■製鏡の仕組み
    • ガラス表面に銀膜を形成する原理は、硝酸銀のアルカリ性水溶液に各種の還元剤を加え、板ガラスの表面に微細な銀粒子を沈殿固着させるというものです(銀鏡反応)。
      この沈殿の粒子の大きさが極めて重大で、もし大きな粒子が沈殿して銀膜を形成させると、鏡面にならず灰白色の銀膜になってしまいます。銀粒子の沈殿が極めて微細で、しかも緻密な状態で作られると反射率の高い鏡面に仕上がります。

      銀膜が薄い場合は、透過光線で見ると暗紫色または暗褐色に見えます。ガラス面に対する付着力は銀粒子が微小なほど強く、また銀引きされる時のガラスの温度が高いほどガラス面に最初に沈殿する銀粒子の付着力は強くなります。
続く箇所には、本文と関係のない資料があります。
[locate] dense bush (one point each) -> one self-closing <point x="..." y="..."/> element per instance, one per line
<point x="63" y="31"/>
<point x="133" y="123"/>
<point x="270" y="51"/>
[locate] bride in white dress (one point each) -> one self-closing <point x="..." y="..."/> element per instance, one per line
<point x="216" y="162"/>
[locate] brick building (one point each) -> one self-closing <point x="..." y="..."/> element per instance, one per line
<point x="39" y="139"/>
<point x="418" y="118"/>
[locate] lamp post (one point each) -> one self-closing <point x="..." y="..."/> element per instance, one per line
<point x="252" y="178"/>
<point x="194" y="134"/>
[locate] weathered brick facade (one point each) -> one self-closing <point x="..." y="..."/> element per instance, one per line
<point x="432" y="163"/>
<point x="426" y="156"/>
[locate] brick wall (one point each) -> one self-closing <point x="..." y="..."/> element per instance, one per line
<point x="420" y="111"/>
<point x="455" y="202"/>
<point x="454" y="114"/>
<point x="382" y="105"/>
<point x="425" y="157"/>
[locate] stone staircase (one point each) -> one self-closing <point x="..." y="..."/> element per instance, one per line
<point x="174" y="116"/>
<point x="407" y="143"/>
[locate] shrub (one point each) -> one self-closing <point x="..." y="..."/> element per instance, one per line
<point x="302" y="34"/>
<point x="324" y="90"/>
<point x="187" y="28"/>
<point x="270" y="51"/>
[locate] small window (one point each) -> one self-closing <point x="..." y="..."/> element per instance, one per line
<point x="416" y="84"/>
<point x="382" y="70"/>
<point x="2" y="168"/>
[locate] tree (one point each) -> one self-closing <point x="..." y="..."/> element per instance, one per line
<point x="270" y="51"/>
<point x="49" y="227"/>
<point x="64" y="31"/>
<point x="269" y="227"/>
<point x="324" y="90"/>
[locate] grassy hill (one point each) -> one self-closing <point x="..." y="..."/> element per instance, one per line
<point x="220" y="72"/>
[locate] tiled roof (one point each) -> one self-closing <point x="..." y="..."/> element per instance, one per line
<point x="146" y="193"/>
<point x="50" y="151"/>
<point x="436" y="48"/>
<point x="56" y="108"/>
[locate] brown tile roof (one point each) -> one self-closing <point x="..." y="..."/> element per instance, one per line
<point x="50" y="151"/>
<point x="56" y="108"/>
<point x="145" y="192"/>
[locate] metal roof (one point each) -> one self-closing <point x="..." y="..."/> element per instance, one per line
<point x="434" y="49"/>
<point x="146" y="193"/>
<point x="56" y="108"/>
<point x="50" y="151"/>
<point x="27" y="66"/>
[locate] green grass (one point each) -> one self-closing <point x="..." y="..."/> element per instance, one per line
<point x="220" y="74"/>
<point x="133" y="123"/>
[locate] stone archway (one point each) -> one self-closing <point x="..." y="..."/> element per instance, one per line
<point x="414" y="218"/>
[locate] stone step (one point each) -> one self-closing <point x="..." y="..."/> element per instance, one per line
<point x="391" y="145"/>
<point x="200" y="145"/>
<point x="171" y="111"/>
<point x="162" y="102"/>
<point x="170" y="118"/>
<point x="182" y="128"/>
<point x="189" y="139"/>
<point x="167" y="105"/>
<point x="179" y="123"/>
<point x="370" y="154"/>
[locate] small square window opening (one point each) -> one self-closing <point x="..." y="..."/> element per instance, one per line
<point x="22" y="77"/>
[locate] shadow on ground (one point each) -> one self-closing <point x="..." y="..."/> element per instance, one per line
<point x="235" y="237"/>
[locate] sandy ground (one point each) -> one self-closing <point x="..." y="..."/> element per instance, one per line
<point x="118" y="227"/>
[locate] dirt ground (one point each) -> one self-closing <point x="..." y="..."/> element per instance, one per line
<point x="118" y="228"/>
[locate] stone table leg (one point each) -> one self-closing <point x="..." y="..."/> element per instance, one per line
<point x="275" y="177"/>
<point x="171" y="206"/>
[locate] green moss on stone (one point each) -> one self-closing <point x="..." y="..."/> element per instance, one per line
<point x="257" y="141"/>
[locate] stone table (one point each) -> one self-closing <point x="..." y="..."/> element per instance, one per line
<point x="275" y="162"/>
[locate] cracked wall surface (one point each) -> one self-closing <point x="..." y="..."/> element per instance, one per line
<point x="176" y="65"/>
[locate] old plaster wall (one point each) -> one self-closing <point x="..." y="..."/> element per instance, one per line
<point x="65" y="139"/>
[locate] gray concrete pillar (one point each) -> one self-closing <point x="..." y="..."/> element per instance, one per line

      ガラスの鍍銀は、鍍銀液中で帯電しているガラス面と鍍銀液中に還元析出した銀微粒子との引力によって行われるものであって、単に銀微粒子がガラス表面 に沈殿沈積して成膜するものではありません。

  • ■銀鏡反応

    還元性をもつ化合物によりアンモニア性硝酸銀水溶液が還元され、銀が試験管のガラス壁に 付着します。これを銀鏡反応といいます。

    硝酸銀水溶液の銀鏡反応   

    ●反応1…硝酸銀水溶液にアンモニア水を加えると酸化銀の褐色の沈殿を生じる

    2Ag++2OH− → Ag2O+H2O
    酸化銀

    ●反応2…さらにアンモニア水を沈殿が消えるまで加え続ける

    2Ag2O+4NH3+H2O → 2[Ag(NH3)2]++2OH−
    酸化銀      ジアンミン銀(T)イオン

    ●反応3…アンモニア性硝酸銀水溶液に還元液を加えると銀が還元され、ガラス壁に付着する

    RCHO+2[Ag(NH3)2]+3OH− → RCOO−+2Ag↓+4NH3+2H2O
    還元剤にはホルムアルデヒド、アセトアルデヒド、ブドウ糖などが用いられます。